Rethinking smartphone software and battery design could make it possible for your handset to last much longer between charges.

Charging your smartphone once a day—or more—is one of the rhythms of modern life. A new project at Microsoft aims to change that, by using software and hardware tricks to extend a device’s battery life to a week.

Life Extension: Microsoft researcher Ranveer Chandra wants your smartphone to last a week between charges.

While mobile devices have become much more powerful since the first smartphones appeared, their battery life has barely improved, Microsoft researcher Ranveer Chandra said Monday at MIT Technology Review’s Digital Summit in San Francisco. That’s because battery chemistry has not followed the exponential pace of improvements in computing hardware. The density at which batteries can store energy has only doubled over the past 15 years, says Chandra, who leads the Microsoft project.
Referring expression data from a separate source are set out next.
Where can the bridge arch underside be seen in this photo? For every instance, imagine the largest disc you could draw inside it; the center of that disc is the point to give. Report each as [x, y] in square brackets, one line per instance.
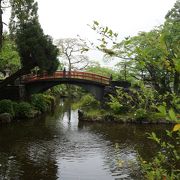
[95, 88]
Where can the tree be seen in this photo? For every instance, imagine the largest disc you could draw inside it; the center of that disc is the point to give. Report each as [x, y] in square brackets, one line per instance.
[3, 5]
[154, 55]
[71, 50]
[35, 48]
[9, 57]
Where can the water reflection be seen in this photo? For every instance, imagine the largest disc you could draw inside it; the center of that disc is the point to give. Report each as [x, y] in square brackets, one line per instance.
[59, 147]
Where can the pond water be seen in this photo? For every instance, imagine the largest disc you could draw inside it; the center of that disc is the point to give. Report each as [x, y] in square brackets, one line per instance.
[59, 147]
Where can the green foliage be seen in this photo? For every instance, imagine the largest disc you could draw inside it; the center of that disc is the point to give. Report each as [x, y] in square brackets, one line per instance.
[87, 101]
[6, 106]
[23, 110]
[152, 57]
[35, 48]
[41, 102]
[9, 57]
[125, 101]
[141, 114]
[165, 165]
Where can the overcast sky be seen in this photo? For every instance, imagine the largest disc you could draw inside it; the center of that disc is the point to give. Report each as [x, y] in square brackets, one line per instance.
[69, 18]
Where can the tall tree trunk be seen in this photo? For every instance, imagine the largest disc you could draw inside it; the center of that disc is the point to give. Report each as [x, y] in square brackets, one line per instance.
[24, 70]
[1, 25]
[177, 82]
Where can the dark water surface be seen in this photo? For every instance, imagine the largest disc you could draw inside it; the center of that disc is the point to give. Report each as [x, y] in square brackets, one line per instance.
[59, 147]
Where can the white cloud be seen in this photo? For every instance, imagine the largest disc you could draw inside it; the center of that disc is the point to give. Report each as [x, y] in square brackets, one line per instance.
[67, 18]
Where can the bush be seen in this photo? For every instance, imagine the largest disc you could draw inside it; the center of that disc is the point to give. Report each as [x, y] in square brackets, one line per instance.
[24, 110]
[86, 102]
[41, 102]
[6, 106]
[141, 114]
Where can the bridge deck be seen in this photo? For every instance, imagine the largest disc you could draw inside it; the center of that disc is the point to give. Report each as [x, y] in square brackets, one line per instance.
[67, 75]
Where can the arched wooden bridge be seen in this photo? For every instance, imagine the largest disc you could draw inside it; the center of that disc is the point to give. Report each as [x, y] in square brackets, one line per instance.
[92, 82]
[73, 75]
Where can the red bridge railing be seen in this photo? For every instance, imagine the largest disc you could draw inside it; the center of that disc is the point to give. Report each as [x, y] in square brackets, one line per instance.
[68, 75]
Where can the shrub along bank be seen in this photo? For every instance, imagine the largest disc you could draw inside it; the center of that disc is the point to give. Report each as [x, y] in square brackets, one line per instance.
[38, 104]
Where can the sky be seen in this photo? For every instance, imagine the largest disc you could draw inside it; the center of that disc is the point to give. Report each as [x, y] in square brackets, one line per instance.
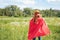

Microsoft’s effort is focused on tweaking the software or design of mobile devices so they use available battery life more efficiently. It’s an approach that has been largely overlooked in the past but can offer major improvements, said Chandra. “You can’t just wait for the best battery technology to come along,” he says. “We can make a lot of progress because systems today don’t use battery intelligently.”

The most radical idea Chandra’s team is testing is to give devices two smaller lithium-ion batteries instead of one large one. One would be optimized to efficiently provide a large supply of current, for example when a person is playing games on a phone. The other would be designed to trickle out smaller currents, such as when a phone is idle. Chandra and colleagues have built simple prototypes that could improve battery life 20 to 50 percent, he said.
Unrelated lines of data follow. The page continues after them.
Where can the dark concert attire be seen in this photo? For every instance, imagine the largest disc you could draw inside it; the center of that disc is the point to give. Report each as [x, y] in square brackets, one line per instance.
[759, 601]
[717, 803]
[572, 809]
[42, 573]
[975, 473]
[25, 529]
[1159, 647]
Batteries don’t convert their stored energy into current with perfect efficiency. Some energy is always lost to heat and other processes when a battery supplies a current, and that waste increases dramatically when a battery is asked to supply a level of current it isn’t designed for. Today’s devices have batteries optimized for an average load, meaning that they waste significant energy in the peaks and troughs of a device’s usage.
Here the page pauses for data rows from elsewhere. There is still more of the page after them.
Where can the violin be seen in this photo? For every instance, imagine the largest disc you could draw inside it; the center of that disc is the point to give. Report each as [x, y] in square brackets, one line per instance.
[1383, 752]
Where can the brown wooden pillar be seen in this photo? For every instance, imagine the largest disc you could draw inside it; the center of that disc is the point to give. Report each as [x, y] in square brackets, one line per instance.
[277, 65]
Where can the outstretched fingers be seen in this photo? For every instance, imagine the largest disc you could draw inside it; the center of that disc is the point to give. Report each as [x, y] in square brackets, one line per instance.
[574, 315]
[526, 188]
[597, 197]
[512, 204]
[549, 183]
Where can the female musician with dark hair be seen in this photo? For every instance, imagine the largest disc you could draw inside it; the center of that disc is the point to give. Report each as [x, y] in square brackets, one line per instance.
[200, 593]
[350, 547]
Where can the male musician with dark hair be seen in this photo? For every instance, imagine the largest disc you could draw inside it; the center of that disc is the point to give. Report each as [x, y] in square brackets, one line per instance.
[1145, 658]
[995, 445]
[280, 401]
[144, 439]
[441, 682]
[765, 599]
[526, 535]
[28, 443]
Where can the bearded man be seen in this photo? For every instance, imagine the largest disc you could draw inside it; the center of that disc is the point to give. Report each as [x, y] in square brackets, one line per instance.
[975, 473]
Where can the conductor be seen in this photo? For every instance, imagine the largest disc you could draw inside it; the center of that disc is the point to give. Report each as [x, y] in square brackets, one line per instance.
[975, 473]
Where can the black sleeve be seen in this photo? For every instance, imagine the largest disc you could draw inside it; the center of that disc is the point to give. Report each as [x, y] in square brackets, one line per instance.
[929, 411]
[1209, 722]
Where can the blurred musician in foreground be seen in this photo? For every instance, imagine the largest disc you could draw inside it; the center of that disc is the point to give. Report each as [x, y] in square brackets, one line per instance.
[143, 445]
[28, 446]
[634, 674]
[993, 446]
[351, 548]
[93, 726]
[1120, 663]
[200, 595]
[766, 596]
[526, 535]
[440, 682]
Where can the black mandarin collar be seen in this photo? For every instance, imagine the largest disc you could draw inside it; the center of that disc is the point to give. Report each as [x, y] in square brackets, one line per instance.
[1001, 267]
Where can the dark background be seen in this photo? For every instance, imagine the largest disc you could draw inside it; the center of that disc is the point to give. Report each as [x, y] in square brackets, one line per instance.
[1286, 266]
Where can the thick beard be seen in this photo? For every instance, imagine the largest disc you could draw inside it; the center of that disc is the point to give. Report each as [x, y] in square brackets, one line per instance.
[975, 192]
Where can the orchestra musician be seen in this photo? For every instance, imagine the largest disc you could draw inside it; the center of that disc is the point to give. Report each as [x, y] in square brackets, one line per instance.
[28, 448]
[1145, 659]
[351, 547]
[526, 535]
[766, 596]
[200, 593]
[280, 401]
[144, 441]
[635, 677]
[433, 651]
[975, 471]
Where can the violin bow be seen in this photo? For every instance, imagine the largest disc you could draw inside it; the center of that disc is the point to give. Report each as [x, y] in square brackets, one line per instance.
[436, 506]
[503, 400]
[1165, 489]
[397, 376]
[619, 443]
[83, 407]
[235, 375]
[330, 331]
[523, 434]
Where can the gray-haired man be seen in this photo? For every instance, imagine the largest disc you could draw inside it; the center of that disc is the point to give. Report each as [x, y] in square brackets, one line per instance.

Microsoft’s battery effort is still a research project, but ideas stemming from it have already filtered into products. Windows 8’s Wi-Fi software uses energy-saving techniques devised by the group, for example. Chandra’s work has also led to a tool for software developers that predicts how much energy a given app will use on a device and makes it easier to reduce the load.

Another idea for how software could stretch battery lives is taking shape in a research prototype. Known as E-Loupe, it allows a mobile operating system to identify and police apps that consume a lot of power even when a person is not actively using them. It can pause or slow the activity of a background process—for example, an app downloading a large file—to maximize battery life, says Chandra.

Wearable devices and electric cars could also benefit from software that is able to understand and adapt battery use, says Chandra. For example, a car might use its battery differently if a person asked the GPS for directions that involved a steep climb or plowing through slow-moving traffic.